Just like that I know what I’m having for dinner and head out with a shopping list: broccoli rabe, spicy sausage, garlic, white wine, orchiette. This can happen with any number of foods. A recent craving for clams ended up as a quick seafood stew of clams, calamari, shrimp, and fresh heirloom tomatoes in a white wine broth that I sopped up with a loaf of crusty bread. A glance at some beautiful whole green cardamom pods and I’m dreaming up an aromatic spice rub with an Indian flare for grilled chicken legs maybe served with a cooling cucumber salad for balance of the spice and the cool.

It is easy to dismiss this food inspiration as innate, that one either has the talent for the proper combining of ingredients or one does not. But that assumption is wrong. We eat to live and when we eat, flavors create pleasure or they do not. One person’s taste might differ from the next person but if you become attuned to those flavors that please your mouth, the combination of textures, the balance of sweet, spice, salt, bitter, and sour, and the visual appeal of a range of colors, a composed dish begins to make sense.

Cooking like a pro might not come immediately, but in the meantime, you will continue to taste.

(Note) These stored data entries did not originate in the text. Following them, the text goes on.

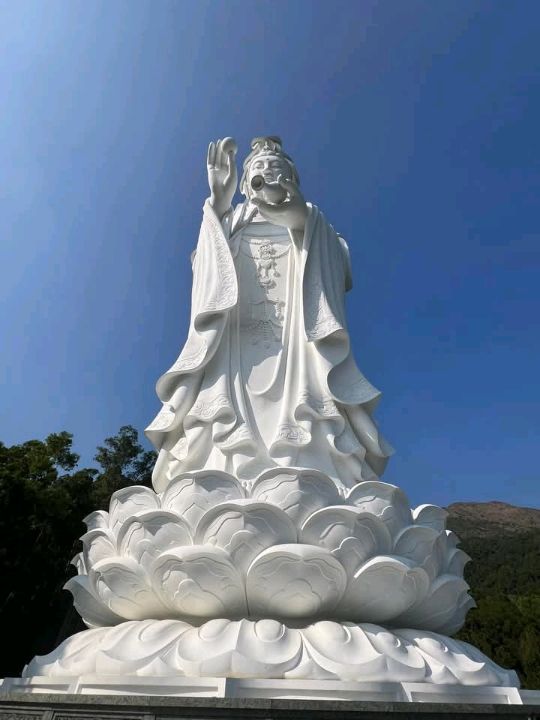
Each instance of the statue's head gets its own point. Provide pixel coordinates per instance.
(267, 159)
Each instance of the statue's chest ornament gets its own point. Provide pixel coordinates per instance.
(265, 316)
(265, 254)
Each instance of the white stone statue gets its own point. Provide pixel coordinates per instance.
(269, 550)
(266, 378)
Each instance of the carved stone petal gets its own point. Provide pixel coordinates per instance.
(244, 529)
(383, 589)
(239, 649)
(422, 545)
(199, 581)
(97, 519)
(90, 607)
(430, 516)
(443, 608)
(98, 544)
(122, 584)
(294, 581)
(268, 649)
(299, 493)
(130, 501)
(191, 495)
(386, 501)
(351, 535)
(362, 653)
(145, 536)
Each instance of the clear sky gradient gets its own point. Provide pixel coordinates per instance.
(415, 127)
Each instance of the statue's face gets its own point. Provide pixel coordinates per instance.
(270, 167)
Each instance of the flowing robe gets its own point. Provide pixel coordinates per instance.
(266, 377)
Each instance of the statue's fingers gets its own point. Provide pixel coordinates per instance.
(211, 157)
(221, 158)
(230, 165)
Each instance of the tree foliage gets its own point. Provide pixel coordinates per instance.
(505, 581)
(43, 500)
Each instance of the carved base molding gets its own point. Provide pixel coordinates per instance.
(146, 650)
(322, 690)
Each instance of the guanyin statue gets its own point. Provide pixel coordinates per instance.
(266, 378)
(269, 551)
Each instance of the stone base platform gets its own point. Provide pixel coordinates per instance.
(335, 702)
(319, 690)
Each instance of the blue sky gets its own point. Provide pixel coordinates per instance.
(414, 125)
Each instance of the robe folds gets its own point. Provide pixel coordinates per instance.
(266, 377)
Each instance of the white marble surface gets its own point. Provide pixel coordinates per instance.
(266, 377)
(290, 545)
(268, 649)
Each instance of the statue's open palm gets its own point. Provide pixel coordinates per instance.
(222, 174)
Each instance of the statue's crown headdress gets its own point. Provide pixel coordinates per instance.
(266, 145)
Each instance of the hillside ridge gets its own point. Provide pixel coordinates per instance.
(485, 518)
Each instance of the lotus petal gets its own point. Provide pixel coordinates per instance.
(430, 516)
(299, 493)
(145, 536)
(137, 647)
(123, 586)
(98, 544)
(362, 653)
(387, 502)
(79, 564)
(240, 649)
(90, 607)
(191, 495)
(130, 501)
(99, 519)
(199, 581)
(244, 529)
(423, 546)
(444, 607)
(294, 581)
(351, 535)
(383, 589)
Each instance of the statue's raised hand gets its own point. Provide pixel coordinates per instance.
(291, 213)
(222, 174)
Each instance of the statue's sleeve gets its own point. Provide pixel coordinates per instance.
(214, 294)
(326, 278)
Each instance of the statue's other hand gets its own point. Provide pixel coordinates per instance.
(291, 213)
(222, 174)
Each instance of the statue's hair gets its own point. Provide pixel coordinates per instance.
(266, 145)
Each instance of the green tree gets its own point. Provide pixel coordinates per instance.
(124, 462)
(43, 500)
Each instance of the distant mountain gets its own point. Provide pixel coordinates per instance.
(491, 518)
(504, 574)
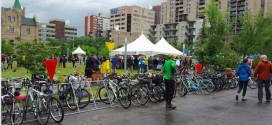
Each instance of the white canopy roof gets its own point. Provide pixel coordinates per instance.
(163, 47)
(140, 46)
(79, 51)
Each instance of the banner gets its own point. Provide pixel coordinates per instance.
(110, 45)
(51, 67)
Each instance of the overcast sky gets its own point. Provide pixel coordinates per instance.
(74, 11)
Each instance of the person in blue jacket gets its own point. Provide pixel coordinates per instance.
(244, 72)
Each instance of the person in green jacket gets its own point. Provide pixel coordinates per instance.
(169, 70)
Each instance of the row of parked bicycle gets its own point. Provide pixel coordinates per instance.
(43, 101)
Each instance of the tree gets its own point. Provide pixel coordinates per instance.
(31, 55)
(7, 48)
(255, 36)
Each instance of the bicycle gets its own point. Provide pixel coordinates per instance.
(40, 103)
(74, 93)
(10, 100)
(112, 90)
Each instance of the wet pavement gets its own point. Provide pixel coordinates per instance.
(219, 108)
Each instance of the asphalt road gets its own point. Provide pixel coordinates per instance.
(216, 109)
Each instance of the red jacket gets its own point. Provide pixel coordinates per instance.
(263, 70)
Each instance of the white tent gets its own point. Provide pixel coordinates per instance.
(163, 47)
(140, 46)
(79, 51)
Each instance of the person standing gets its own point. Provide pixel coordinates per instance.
(114, 62)
(262, 73)
(64, 61)
(10, 61)
(169, 70)
(244, 72)
(89, 67)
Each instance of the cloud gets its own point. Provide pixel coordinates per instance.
(74, 11)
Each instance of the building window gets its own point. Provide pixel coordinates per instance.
(28, 31)
(9, 18)
(13, 19)
(11, 29)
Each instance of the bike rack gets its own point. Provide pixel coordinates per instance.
(93, 99)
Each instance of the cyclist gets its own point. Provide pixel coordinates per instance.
(244, 72)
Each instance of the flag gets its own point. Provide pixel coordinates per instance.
(110, 45)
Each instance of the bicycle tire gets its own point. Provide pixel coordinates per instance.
(103, 93)
(154, 96)
(58, 108)
(69, 96)
(44, 111)
(81, 95)
(16, 113)
(181, 89)
(252, 84)
(232, 83)
(145, 95)
(135, 95)
(124, 98)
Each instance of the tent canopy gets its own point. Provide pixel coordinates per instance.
(79, 51)
(163, 47)
(140, 46)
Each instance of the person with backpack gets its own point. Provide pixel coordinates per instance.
(244, 72)
(262, 72)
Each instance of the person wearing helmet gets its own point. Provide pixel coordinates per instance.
(169, 70)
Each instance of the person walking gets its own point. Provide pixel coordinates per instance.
(169, 70)
(89, 67)
(262, 73)
(244, 72)
(114, 62)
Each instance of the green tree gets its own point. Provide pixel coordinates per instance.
(31, 55)
(7, 48)
(255, 36)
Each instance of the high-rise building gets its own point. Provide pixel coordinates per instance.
(96, 25)
(185, 31)
(194, 9)
(15, 26)
(157, 10)
(131, 19)
(56, 29)
(239, 7)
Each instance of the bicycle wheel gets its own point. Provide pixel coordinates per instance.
(56, 110)
(84, 98)
(252, 84)
(181, 89)
(161, 92)
(232, 83)
(43, 112)
(124, 98)
(208, 86)
(136, 95)
(16, 114)
(154, 95)
(104, 97)
(70, 99)
(144, 96)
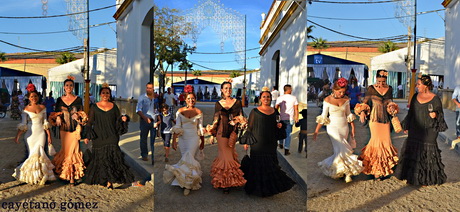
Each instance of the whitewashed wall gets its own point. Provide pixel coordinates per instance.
(452, 48)
(292, 42)
(133, 42)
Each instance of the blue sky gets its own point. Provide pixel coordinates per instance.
(428, 25)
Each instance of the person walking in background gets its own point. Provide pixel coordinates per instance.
(49, 104)
(169, 99)
(21, 100)
(225, 170)
(354, 92)
(189, 127)
(420, 156)
(105, 125)
(336, 116)
(263, 173)
(148, 122)
(15, 108)
(167, 122)
(289, 113)
(456, 100)
(69, 117)
(379, 156)
(37, 168)
(303, 132)
(275, 94)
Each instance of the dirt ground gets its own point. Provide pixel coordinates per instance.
(366, 194)
(58, 195)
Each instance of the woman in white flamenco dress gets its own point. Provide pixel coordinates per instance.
(343, 163)
(37, 168)
(187, 172)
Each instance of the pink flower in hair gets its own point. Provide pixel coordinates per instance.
(342, 82)
(188, 89)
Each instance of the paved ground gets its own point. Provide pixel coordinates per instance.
(93, 197)
(365, 194)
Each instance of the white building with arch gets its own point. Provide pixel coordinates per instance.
(135, 45)
(283, 40)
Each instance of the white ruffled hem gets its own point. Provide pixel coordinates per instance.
(351, 118)
(323, 120)
(35, 170)
(186, 173)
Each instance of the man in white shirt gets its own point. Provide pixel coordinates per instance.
(149, 121)
(289, 114)
(456, 100)
(275, 95)
(170, 100)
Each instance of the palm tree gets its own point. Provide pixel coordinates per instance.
(65, 57)
(3, 57)
(387, 46)
(320, 43)
(196, 73)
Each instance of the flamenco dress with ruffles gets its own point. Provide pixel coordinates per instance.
(187, 172)
(107, 162)
(379, 156)
(421, 158)
(37, 168)
(343, 162)
(225, 169)
(262, 171)
(68, 161)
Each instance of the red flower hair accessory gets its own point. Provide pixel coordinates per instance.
(188, 89)
(342, 82)
(30, 87)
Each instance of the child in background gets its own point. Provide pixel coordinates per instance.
(167, 122)
(303, 131)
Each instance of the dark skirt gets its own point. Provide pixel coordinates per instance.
(264, 176)
(107, 164)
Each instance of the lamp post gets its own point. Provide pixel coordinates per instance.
(86, 44)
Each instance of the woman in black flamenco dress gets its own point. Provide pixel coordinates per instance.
(105, 125)
(262, 171)
(421, 158)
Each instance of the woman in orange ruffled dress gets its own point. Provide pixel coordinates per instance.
(69, 117)
(225, 170)
(379, 156)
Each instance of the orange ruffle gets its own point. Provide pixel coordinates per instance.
(378, 161)
(226, 174)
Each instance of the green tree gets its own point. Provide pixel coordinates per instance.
(196, 73)
(387, 46)
(169, 48)
(320, 43)
(3, 57)
(235, 74)
(65, 57)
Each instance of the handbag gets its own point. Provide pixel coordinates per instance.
(280, 133)
(51, 150)
(396, 124)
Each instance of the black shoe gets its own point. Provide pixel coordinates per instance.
(286, 152)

You taste as you go through life eating the food prepared by others, and you taste as you cook your own food, adding a little salt at a time to brighten dull flavors, finding just the right number of cracks of the pepper mill, or discovering that a drizzle of good extra virgin olive oil on a finished dish brings the ingredients together.

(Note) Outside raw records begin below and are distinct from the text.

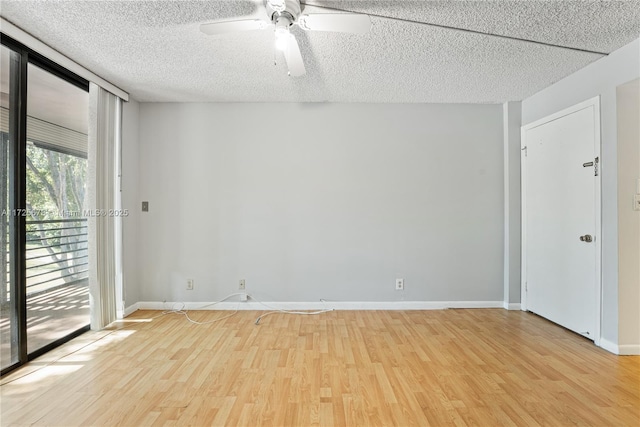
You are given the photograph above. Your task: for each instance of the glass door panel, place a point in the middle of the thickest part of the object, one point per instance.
(9, 70)
(56, 231)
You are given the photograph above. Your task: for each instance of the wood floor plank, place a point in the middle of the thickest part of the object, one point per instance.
(343, 368)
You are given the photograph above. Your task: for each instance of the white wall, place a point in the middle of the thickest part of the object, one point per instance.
(328, 201)
(628, 106)
(599, 78)
(130, 201)
(512, 120)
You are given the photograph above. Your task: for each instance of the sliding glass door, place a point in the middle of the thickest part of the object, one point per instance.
(43, 154)
(56, 231)
(9, 111)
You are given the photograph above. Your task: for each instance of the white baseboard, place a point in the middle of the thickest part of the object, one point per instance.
(629, 350)
(132, 308)
(336, 305)
(609, 346)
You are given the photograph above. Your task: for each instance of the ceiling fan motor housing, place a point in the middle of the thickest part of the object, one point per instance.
(276, 8)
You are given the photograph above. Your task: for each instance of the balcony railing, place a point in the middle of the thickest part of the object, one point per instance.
(56, 253)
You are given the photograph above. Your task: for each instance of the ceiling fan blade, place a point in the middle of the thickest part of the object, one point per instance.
(216, 28)
(294, 58)
(339, 22)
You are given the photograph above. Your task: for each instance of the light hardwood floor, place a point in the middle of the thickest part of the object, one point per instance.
(483, 367)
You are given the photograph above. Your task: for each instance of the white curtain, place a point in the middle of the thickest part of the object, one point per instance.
(103, 195)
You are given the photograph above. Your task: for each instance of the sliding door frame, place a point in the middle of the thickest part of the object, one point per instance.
(18, 194)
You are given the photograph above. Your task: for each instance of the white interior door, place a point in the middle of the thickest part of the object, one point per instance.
(561, 218)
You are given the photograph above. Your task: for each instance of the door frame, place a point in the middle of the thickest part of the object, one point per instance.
(593, 103)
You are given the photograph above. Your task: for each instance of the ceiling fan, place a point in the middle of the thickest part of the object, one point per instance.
(281, 15)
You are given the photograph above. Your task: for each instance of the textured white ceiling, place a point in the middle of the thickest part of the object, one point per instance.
(155, 51)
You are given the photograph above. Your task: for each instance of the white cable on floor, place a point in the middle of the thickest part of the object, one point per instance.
(278, 310)
(183, 312)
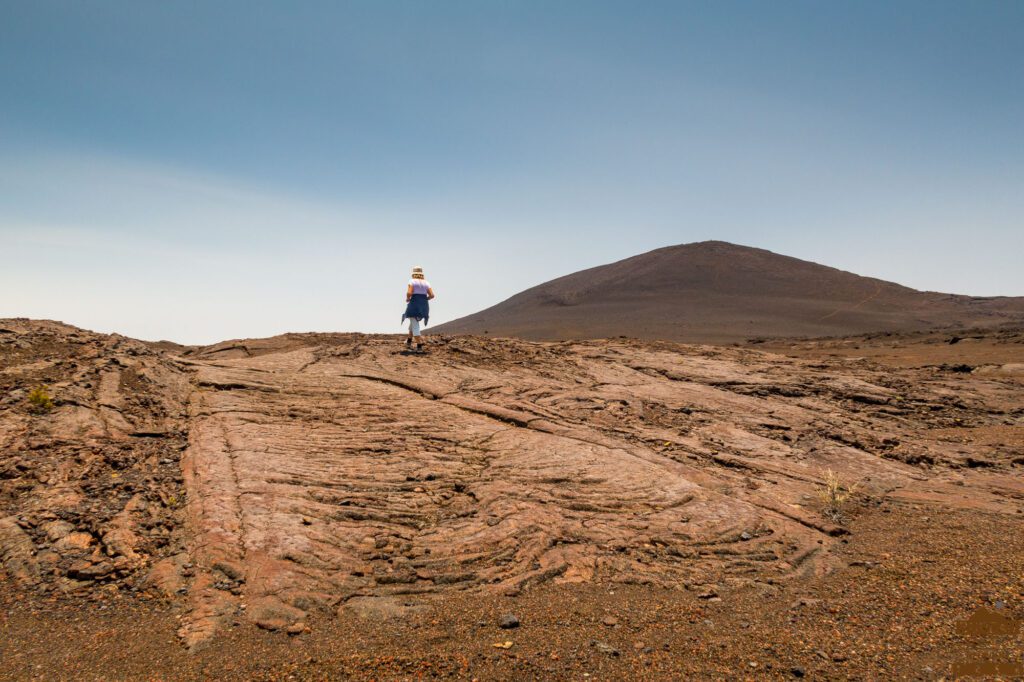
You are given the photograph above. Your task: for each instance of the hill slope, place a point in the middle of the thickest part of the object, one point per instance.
(718, 292)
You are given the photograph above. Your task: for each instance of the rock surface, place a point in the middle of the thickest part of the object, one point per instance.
(307, 474)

When people tell me that if they had my natural talent in the kitchen, they too might cook. I like to remind them they do, and they can. I was not born this way. I have just been down this road many times. I watch for the signs, I’ve learned the shortcuts, and each time I cook I might make a wrong turn now and then but I find my way back to the road and I reach the destination, making the journey as much as the destination, a little better each time.



Orchiette with Spicy Sausage and Broccoli Rabe

Get The Recipe For Orchiette with Spicy Sausage and Broccoli Rabe


Get the recipe for Orchiette with Spicy Sausage and Broccoli Rabe


Made with black pepper, white wine, orchiette pasta, salt, olive oil, Italian sausage, garlic, fresh sage, red chili flakes, broccoli rabe


Serves/Makes: 4

  • 1 pound orchiette pasta
  • salt
  • 3 tablespoons olive oil
  • 6 links spicy Italian sausage
  • 3 cloves garlic
  • 6 fresh sage leaves
  • 1/4 teaspoon red chili flakes
  • 1 bunch broccoli rabe
  • 1 1/2 cup white wine
  • black pepper
  • Parmesan cheese

Bring a pot of water to a boil and salt it so it takes like the sea. Add the orchiette and cook until about two minutes shy of doneness. Drain the pasta and reserve 1/2 cup of the cooking water.

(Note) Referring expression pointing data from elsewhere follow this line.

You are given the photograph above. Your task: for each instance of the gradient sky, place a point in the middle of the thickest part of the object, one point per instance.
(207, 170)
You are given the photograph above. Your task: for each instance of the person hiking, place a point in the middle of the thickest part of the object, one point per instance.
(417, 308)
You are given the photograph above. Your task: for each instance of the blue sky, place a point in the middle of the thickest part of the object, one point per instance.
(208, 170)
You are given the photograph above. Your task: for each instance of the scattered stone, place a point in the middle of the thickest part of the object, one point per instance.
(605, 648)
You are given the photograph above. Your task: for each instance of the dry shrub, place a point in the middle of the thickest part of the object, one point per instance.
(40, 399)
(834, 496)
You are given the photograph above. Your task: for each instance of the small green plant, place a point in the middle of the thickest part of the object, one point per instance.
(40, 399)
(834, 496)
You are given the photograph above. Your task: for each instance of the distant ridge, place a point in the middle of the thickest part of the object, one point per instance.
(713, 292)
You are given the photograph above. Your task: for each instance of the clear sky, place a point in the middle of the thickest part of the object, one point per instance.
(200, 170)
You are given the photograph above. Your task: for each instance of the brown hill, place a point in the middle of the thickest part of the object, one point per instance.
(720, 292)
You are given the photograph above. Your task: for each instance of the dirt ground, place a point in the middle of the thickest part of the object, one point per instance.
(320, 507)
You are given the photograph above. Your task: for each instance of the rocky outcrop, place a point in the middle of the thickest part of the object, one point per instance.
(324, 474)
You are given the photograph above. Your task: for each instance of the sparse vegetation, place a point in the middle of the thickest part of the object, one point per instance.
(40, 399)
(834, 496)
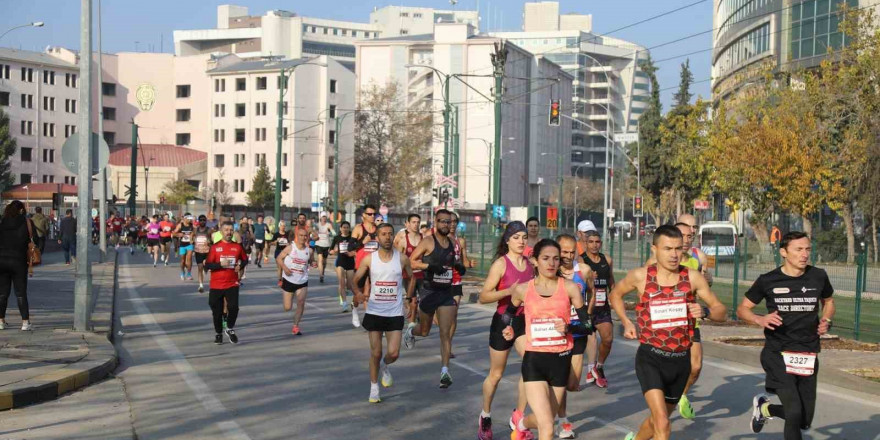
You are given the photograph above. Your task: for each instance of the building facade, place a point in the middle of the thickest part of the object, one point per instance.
(530, 147)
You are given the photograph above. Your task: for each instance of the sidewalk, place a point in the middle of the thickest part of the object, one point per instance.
(53, 359)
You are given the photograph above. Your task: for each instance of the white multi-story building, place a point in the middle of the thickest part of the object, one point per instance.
(244, 117)
(288, 35)
(530, 147)
(610, 90)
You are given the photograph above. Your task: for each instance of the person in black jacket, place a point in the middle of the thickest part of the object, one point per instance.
(14, 240)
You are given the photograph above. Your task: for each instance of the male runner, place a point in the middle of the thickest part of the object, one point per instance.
(295, 261)
(792, 329)
(666, 311)
(437, 257)
(406, 241)
(387, 267)
(225, 260)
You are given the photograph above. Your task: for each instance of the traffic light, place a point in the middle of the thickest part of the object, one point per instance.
(554, 112)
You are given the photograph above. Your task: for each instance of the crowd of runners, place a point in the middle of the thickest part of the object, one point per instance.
(553, 296)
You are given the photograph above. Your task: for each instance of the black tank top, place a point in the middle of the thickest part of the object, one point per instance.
(444, 257)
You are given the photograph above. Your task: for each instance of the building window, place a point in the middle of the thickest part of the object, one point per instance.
(183, 91)
(183, 115)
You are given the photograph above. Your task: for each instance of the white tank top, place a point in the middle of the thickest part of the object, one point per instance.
(386, 286)
(298, 263)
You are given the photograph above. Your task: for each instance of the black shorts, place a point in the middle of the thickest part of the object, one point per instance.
(496, 339)
(289, 287)
(663, 370)
(376, 323)
(553, 368)
(601, 316)
(580, 346)
(431, 300)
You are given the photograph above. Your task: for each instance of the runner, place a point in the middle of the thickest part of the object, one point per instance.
(792, 328)
(437, 257)
(343, 246)
(387, 267)
(509, 269)
(184, 232)
(322, 245)
(154, 229)
(201, 247)
(600, 311)
(666, 311)
(574, 269)
(533, 226)
(225, 260)
(406, 241)
(547, 301)
(295, 260)
(165, 237)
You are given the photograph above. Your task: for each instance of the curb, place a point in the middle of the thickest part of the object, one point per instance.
(98, 364)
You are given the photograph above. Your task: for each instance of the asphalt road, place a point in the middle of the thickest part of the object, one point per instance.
(273, 385)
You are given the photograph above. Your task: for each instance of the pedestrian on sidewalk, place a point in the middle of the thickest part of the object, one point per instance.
(67, 239)
(14, 239)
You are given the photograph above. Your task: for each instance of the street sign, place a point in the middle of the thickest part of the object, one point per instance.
(100, 154)
(625, 138)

Meanwhile heat the olive oil over a medium flame in a large saute pan. Remove the casings from the sausage and add to the hot oil. Brown the sausage for about 4 minutes breaking up the meat into bite sized pieces.

Thinly slice the garlic cloves, mince the sage, and cut the broccoli rabe into 1 inch pieces. Add the garlic to the sausage and cook for about two minutes until softened but not browned. Add the broccoli rabe, sage, chili flakes, a bit of salt and some black pepper. Saute for a couple of minutes to soften the broccoli rabe. Add the white wine and increase the heat. Reduce the wine by half. Add the reserved pasta cooking water and the drained pasta. Turn the heat down to medium and cook for a couple of minutes until the sauce thickens a bit.

Taste and adjust seasoning if necessary with additional salt and pepper. Plate pasta and top with Parmesan cheese if desired.

Cook's Notes: You can also substitute regular broccoli, just remove the florets from the stem and break up into small bite sized pieces. Peel the broccoli stem and cut into a small dice about 1/2-inch by 1/2-inch. Adjust cooking time as needed.